The conformational changes between domains, facilitated by an interdomain linker,28 are more easily achieved when A3G adopts a dumbbell structure and may facilitate functions of A3G such as sliding8,19,41 and intersegmental transfer16 and eventually the search for the deamination target of the ssDNA substrate. Our data demonstrate that one of the domains is capable of transiently dissociating from the substrate, and such dynamics may facilitate the search for the deamination target. Moreover, we suggest that the CTD is the domain that transiently dissociates from the substrate to facilitate this search. Based on our data, we posit that the dumbbell structure of A3G represents an active structure of the protein. Interestingly, a decrease in the yield for dumbbell structures with a short substrate correlates with the length dependence of deaminase activity of A3G.8,42,43 Indeed, it was shown8 that specific activity of A3G increases between 15 nt and 60 nt ssDNA lengths and remains unchanged thereafter. Despite the fact that both globular and dumbbell forms of A3G provide efficient binding with the ssDNA substrate, a correlation between length-dependence of deaminase activity and the yield of dumbbells supports our hypothesis that dumbbell structures of A3G represent an active form of the protein.

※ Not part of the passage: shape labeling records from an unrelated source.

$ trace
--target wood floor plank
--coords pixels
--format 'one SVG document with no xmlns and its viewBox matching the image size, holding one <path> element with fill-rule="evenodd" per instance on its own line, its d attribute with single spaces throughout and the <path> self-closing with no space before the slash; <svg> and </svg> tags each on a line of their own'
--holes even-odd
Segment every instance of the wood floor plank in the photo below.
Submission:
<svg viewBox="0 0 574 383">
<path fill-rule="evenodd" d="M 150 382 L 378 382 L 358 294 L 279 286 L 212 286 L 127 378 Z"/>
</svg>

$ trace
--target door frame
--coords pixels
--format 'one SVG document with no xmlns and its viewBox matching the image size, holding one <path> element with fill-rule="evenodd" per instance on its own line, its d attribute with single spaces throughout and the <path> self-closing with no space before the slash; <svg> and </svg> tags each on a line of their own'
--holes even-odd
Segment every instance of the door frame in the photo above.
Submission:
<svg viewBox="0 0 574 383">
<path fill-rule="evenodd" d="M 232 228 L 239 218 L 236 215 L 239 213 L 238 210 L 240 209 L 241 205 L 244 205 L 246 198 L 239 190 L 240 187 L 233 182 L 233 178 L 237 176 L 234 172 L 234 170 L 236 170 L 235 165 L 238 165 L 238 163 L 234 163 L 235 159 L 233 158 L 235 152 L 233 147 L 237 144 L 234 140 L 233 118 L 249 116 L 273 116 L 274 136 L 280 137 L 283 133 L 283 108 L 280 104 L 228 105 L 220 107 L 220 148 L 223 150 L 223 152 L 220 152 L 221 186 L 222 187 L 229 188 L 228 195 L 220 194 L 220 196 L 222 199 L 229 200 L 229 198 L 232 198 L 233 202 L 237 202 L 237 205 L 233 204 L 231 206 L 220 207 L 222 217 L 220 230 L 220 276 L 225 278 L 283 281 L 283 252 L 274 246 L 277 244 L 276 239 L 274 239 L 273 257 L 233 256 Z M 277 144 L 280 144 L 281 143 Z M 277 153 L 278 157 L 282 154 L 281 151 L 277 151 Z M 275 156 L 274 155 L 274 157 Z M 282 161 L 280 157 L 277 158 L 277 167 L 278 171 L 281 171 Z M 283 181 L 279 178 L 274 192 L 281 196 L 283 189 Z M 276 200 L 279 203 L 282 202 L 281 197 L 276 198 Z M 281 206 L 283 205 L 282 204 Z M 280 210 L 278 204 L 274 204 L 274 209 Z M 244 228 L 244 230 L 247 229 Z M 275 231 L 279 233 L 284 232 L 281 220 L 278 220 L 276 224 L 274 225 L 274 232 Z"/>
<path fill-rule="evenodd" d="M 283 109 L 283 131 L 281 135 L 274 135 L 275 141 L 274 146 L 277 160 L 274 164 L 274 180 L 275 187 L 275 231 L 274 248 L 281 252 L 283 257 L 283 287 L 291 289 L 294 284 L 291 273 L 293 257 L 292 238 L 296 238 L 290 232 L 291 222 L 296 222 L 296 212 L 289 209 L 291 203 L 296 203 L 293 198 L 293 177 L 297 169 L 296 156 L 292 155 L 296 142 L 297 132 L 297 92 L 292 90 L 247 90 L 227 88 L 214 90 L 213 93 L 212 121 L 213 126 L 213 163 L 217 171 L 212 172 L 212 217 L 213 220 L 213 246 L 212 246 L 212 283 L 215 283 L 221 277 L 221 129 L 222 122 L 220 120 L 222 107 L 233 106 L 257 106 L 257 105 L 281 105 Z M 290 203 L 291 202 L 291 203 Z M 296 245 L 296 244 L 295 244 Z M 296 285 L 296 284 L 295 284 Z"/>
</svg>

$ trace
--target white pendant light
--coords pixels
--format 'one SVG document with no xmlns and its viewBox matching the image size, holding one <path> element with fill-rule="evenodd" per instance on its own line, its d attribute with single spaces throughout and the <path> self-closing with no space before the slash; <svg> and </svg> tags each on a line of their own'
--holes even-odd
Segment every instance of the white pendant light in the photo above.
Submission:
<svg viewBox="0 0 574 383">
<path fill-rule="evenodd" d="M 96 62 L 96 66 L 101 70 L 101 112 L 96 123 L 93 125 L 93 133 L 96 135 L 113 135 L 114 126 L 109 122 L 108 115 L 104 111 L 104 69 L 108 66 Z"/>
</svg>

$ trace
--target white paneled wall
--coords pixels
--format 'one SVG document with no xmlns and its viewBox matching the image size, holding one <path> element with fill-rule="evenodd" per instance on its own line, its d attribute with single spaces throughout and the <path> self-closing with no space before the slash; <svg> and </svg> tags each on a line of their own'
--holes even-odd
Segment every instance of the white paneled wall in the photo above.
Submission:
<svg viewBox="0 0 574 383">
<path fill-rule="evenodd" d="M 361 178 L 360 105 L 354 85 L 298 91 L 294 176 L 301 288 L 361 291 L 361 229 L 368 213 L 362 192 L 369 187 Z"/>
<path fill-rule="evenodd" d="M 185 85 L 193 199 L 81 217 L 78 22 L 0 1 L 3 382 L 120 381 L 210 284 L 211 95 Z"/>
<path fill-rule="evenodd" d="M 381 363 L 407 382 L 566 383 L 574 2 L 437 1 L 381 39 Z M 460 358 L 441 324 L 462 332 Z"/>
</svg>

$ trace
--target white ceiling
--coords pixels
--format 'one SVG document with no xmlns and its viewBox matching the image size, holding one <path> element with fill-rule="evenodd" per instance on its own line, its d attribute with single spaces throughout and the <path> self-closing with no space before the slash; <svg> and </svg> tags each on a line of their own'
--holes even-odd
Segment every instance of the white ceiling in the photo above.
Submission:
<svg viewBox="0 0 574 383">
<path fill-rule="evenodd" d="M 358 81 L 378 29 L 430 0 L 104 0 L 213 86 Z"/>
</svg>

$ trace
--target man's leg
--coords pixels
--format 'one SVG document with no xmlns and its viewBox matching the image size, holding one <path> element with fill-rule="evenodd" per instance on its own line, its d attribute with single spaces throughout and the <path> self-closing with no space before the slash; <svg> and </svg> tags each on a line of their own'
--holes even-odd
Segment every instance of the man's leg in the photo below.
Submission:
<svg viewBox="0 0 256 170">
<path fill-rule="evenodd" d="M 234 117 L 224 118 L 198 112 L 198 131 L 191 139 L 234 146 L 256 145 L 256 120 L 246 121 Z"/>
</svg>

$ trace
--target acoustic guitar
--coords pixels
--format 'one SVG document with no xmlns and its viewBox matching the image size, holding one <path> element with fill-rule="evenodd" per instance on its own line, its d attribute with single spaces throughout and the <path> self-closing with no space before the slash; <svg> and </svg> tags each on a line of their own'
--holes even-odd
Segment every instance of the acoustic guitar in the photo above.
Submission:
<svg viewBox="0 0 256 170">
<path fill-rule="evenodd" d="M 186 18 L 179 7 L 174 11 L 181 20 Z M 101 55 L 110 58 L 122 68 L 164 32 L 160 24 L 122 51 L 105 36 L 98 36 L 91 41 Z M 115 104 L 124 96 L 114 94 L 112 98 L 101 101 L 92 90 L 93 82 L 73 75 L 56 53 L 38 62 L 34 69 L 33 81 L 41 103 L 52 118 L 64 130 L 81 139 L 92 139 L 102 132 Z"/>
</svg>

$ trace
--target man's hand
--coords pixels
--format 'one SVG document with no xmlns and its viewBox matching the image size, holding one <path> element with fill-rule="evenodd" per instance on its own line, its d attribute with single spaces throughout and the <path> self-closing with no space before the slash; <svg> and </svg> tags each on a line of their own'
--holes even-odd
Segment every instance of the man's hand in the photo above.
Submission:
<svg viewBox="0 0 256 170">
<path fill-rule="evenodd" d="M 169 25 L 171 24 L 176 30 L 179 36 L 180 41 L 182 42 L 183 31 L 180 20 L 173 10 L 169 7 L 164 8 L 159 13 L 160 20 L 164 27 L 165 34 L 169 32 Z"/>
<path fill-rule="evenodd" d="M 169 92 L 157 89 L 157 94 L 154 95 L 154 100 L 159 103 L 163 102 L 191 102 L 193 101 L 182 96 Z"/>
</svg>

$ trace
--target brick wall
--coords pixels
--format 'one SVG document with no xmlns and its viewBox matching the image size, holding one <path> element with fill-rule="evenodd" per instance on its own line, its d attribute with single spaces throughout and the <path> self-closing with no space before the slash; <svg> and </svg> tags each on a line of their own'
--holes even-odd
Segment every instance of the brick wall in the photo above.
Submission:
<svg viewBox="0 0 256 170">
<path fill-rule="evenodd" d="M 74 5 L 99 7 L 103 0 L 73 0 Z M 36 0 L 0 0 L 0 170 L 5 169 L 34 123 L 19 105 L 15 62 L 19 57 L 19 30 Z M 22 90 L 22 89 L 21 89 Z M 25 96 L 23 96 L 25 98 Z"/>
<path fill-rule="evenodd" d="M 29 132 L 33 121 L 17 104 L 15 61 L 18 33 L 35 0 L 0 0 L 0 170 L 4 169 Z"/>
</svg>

Given that A3G is dynamic and in the extended dumbbell conformation occupies a space as long as ∼10 nm, this property of A3G is a factor that defines the interdomain dynamics of the protein. Indeed, 10 nm corresponds to an ssDNA length of ∼30 nt, and we did observe the decrease of dumbbell conformation for the 25 nt ssDNA substrate.

Materials and methods

Hybrid ssDNA substrates

The 69 nt tail ssDNA. The hybrid 69 nt tail ssDNA was assembled as previously described.33 Briefly, the synthesized (Integrated DNA Technology; IA) 89 nt oligo was annealed at a 1[thin space (1/6-em)]:[thin space (1/6-em)]1 ratio with a phosphorylated 23 nt oligo (Integrated DNA Technology, IA) to form a 20 bp DNA duplex with sticky ends. Later, the construct was ligated at 16 °C overnight with a previously gel-purified 356 bp DNA fragment with sticky ends. The ligated product was purified from the gel using a QIAquick Gel Extraction Kit (Qiagen) as described33 and re-suspended in TE buffer containing 10 mM Tris, pH 7.5, and 1 mM EDTA. The final product consists of the 69 nt ssDNA attached to a 379 bp dsDNA fragment as a tag.
The 25 nt tail ssDNA. The hybrid 25 nt tail ssDNA was assembled according to the procedure described above for the 69 nt tail ssDNA. In this case, synthesized 58 nt oligos (Integrated DNA Technology, IA) were annealed with phosphorylated 20 nt oligos to create a 33 bp duplex with a sticky end to ligate with a 224 bp DNA fragment. The final product consists of the 25 nt tail ssDNA attached to a 260 bp dsDNA as a tag.
The 69 nt gap ssDNA. Creation of the hybrid DNA substrate, in which an ssDNA region is flanked by dsDNA arms, has been previously described in detail.44,45 First, 235 bp dsDNA and 441 bp dsDNA fragments with sticky ends were generated by PCR and purified from the gel. Second, 235 bp hybrid 5′end tail ssDNA and 441 bp hybrid 3′ end tail ssDNA substrates were prepared as described above for preparation of hybrid tail ssDNA substrates. Third, two hybrid 3′ and 5′ end tail ssDNA substrates were mixed in a 1[thin space (1/6-em)]:[thin space (1/6-em)]1 ratio and annealed with the bridge oligo. Next, the annealed product was ligated at 16 °C overnight. To remove the bridge oligo, the product was heated to 70 °C for 5 minutes and immediately put into ice. Finally, the 69 nt gap DNA substrate was gel purified using a QIAquick Gel Extraction Kit (Qiagen), as described.33 The final product consists of 69 nt ssDNA flanked with 441 bp and 235 bp dsDNA, respectively.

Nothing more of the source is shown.